Può la maternità essere ridotta alla sola gestazione? Può definirsi madre -di un bambino che ha portato in grembo e di cui non è spesso neppure la madre biologica- una donna che tale non si riconosce? Ha senso scomodare il termine maternità? La pretesa di imporre a queste donne un ruolo non voluto e non ricercato non è forse una lesione della loro dignità e delle loro volontà?

Quanto poi alla critica che un simile gesto, altruistico o non, renderebbe una donna comunque un oggetto asservito al desiderio di genitorialità altrui… quante donne, pur non “prestando” il loro utero, diventano fondamentali per consentire alle persone di avere dei figli, prestando la loro opera senza che questo gesto sia considerato lesivo della loro dignità? Quante balie e quante babysitter surrogano il ruolo di cura delle madri e dei padri impossibilitati a farlo (ciò in cui di fatto consiste la maternità e paternità socialmente intesa) senza che nessuno abbia da ridire alcunché in merito?

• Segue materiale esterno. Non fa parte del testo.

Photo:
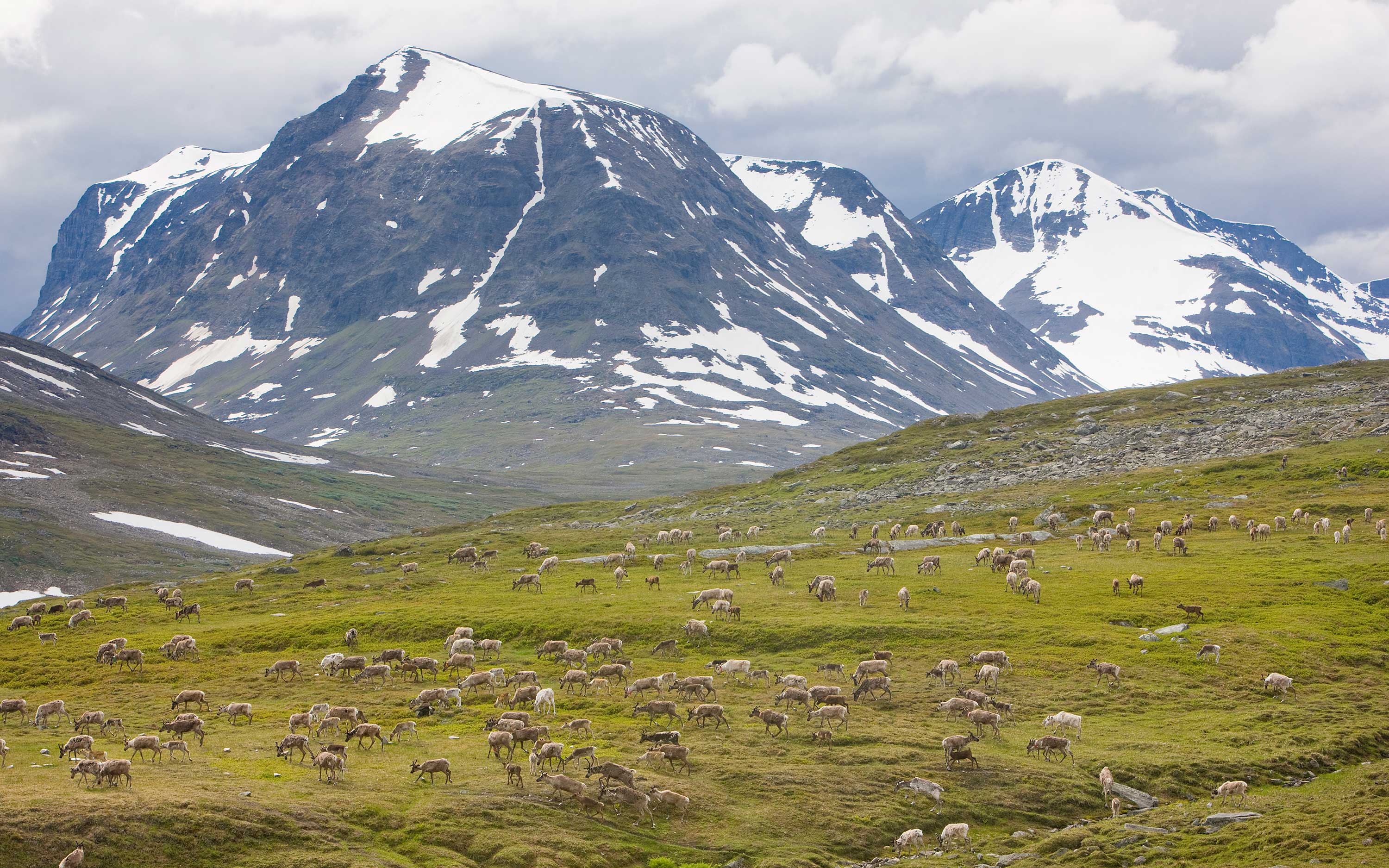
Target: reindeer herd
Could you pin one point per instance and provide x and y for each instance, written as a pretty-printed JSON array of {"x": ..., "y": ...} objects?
[{"x": 599, "y": 668}]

La confusione tra obiezioni di merito e di principio, la frettolosa condanna senza appello dell’intera pratica e il rifiuto alla sua regolamentazione, in alcun modo può essere salutato come una vittoria nella tutela dei diritti delle donne:

  • non rappresenta una tutela di quelle donne che, in assenza di regolamentazione chiara e precisa che prevenga le possibilità di sfruttamento e abusi, potrebbero continuare a decidere di sottoporsi alla pratica per necessità, più che per una scelta libera e volontaria;
  • non tutela i diritti di quelle donne che, pur consapevoli, non sono libere di autodeterminarsi in un gesto di donazione volontaria (e temporanea) del proprio corpo.

In cosa consiste, dunque, il grande successo della votazione del Consiglio d’Europa?